L’attention de la CAF s’est particulièrement portée sur le match ayant opposé l’équipe nationale au Nigeria, une rencontre marquée par une fin houleuse et des incidents jugés suffisamment sérieux pour nécessiter une réaction immédiate de l’instance continentale. Selon les premières informations communiquées, des images diffusées après la rencontre ont montré des joueurs, mais surtout des membres administratifs de la délégation algérienne, adressant des propos virulents à l’arbitre sénégalais Issa Sy. Si le contenu exact de ces échanges reste officiellement inconnu, des échos concordants au sein de la CAF indiquent que l’arbitre et le commissaire du match auraient consigné des éléments jugés «très négatifs», évoquant notamment des injures et des paroles déplacées. Le point le plus sensible du dossier réside dans le fait que la CAF considère ces faits comme une récidive.

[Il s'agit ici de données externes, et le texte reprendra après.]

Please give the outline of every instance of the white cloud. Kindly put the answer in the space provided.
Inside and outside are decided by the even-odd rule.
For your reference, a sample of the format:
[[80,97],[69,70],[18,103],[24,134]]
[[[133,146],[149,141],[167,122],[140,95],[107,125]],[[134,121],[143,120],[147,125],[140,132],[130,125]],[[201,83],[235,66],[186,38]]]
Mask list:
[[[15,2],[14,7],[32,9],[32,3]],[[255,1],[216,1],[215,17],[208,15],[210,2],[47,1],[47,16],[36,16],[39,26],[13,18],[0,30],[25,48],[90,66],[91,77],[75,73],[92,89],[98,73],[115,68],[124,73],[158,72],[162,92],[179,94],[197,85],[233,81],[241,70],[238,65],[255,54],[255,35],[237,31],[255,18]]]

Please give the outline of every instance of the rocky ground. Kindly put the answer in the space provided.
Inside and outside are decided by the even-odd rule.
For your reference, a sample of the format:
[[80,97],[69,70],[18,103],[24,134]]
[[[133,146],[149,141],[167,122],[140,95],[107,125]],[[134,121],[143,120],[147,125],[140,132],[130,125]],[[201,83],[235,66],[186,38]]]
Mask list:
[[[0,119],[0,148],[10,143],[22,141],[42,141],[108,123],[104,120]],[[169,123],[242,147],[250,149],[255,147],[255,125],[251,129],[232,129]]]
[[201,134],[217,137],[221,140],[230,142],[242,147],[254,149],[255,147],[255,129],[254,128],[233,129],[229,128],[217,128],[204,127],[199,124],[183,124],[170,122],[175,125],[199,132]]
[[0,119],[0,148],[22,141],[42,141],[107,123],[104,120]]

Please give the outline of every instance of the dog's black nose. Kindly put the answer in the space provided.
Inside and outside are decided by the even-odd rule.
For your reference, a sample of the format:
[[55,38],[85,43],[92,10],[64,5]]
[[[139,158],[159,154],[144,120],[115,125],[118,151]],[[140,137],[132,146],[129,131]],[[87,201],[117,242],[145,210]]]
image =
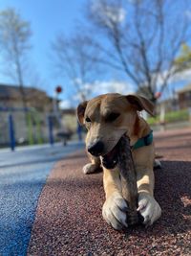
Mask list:
[[101,141],[97,141],[88,147],[88,151],[95,156],[99,156],[103,151],[103,148],[104,144]]

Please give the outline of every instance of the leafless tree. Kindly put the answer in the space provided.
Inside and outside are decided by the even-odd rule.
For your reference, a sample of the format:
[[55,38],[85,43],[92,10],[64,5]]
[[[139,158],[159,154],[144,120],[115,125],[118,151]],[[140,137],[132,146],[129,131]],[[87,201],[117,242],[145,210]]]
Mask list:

En effet, lors de la fenêtre internationale du mois d’octobre dernier, à l’occasion du match face à l’Ouganda, comptant pour les éliminatoires de la Coupe du monde 2026, l’instance africaine avait déjà signalé une agitation inhabituelle le long de la main courante. Une rencontre pourtant sans véritable enjeu sportif, si ce n’est celui d’assurer un maximum de points, mais durant laquelle la pression était montée d’un cran face à une sélection ougandaise solide. Ce jour-là, l’arbitre mauricien avait été pris à partie par des administrateurs, un précédent qui pèse aujourd’hui lourd dans l’analyse disciplinaire de la CAF, laquelle a officiellement pris attache avec la Fédération algérienne de football.
Une pause-citron houleuse
Dans ce contexte, la commission de discipline de la CAF a adressé une correspondance à la FAF, lui demandant de répondre formellement et de fournir sa version des faits concernant les incidents ayant suivi le quart de finale. D’après des sources bien informées, le rapport disciplinaire fait état de l’implication de plusieurs dirigeants, ainsi que de certains joueurs, dans ce que la commission assimile à une tentative d’intimidation à l’encontre de l’arbitre Issa Sy et de son équipe, que ce soit à la pause ou immédiatement après le coup de sifflet final, car en plus des images relayées par les medias, il y avait une pause très chaude, où le camp algérien a tenu à faire des reproches au referee sénégalais, coupable d’avoir fermé les yeux sur un penalty ‘’flagrant’’.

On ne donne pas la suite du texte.